San Francisco de Sales
San Francisco de Sales nació el 21 de agosto de 1567 en el castillo de Sales, en el Ducado de Saboya, y murió el 28 de diciembre de 1622 en Lyon. Bien formado en derecho y teología, renunció a una prometedora carrera secular para hacerse sacerdote, y se ofreció voluntario para la difícil misión de reconquistar para la fe católica la región del Chablais, entonces calvinista, logrando su cometido mediante la paciencia, la mansedumbre y hojas impresas, sin recurrir a la fuerza. Llegó a ser obispo de Ginebra (residiendo en Annecy) y un muy solicitado director espiritual.
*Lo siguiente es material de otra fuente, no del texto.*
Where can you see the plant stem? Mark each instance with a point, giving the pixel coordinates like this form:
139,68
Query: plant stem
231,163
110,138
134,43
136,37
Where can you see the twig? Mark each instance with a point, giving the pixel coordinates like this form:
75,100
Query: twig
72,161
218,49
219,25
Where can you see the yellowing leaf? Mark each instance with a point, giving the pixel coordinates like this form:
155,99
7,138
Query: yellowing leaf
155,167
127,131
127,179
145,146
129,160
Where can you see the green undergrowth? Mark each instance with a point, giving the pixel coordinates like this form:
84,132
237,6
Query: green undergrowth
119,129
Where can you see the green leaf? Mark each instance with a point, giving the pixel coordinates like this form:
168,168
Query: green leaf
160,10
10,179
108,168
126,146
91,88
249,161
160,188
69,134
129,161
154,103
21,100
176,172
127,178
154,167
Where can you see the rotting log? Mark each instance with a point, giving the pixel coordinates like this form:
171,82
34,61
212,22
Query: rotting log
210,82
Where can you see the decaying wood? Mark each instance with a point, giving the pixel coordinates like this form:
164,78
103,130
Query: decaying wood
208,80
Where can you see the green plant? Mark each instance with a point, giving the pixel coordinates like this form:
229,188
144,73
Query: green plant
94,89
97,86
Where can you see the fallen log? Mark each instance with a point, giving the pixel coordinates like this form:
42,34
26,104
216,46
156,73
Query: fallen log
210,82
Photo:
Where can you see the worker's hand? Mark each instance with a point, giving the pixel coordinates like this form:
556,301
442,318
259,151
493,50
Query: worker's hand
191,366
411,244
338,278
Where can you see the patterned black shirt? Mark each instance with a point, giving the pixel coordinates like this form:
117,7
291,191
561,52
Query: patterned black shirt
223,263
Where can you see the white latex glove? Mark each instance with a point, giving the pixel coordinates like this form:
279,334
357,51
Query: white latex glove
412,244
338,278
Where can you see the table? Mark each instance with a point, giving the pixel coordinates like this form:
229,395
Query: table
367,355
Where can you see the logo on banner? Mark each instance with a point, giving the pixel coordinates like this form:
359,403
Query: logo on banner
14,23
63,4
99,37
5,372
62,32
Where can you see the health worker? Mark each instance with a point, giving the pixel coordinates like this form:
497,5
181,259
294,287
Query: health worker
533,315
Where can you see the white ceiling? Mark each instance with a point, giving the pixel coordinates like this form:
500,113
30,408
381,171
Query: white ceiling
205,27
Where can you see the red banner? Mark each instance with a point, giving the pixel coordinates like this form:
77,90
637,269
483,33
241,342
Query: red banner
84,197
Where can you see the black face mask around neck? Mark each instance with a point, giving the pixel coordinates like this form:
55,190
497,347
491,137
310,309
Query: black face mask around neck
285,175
Doctor de la Iglesia, es celebrado sobre todo por enseñar que la santidad es posible para todos, no solo para monjes y monjas, en los deberes ordinarios de la vida diaria. Su Introducción a la vida devota y su Tratado del amor de Dios se convirtieron en clásicos espirituales, y junto con Santa Juana Francisca de Chantal fundó la Orden de la Visitación. Célebre por su mansedumbre y sabiduría, fue canonizado en 1665, declarado Doctor de la Iglesia en 1877, y nombrado patrono de los escritores y periodistas. Su fiesta se celebra el 24 de enero.
Citas escogidas
“Nada es tan fuerte como la mansedumbre, y nada tan manso como la fuerza verdadera —el alma mansa mueve el mundo más de lo que jamás lo hará la dura.”
“Ten paciencia con todos, pero sobre todo contigo mismo —a Dios le agrada más un acto de paciencia contigo mismo que cien actos de penitencia.”
“Encuentra un amigo que busque a Dios, y habrás encontrado un compañero para todo el camino —la amistad espiritual es uno de los mayores dones de Dios.”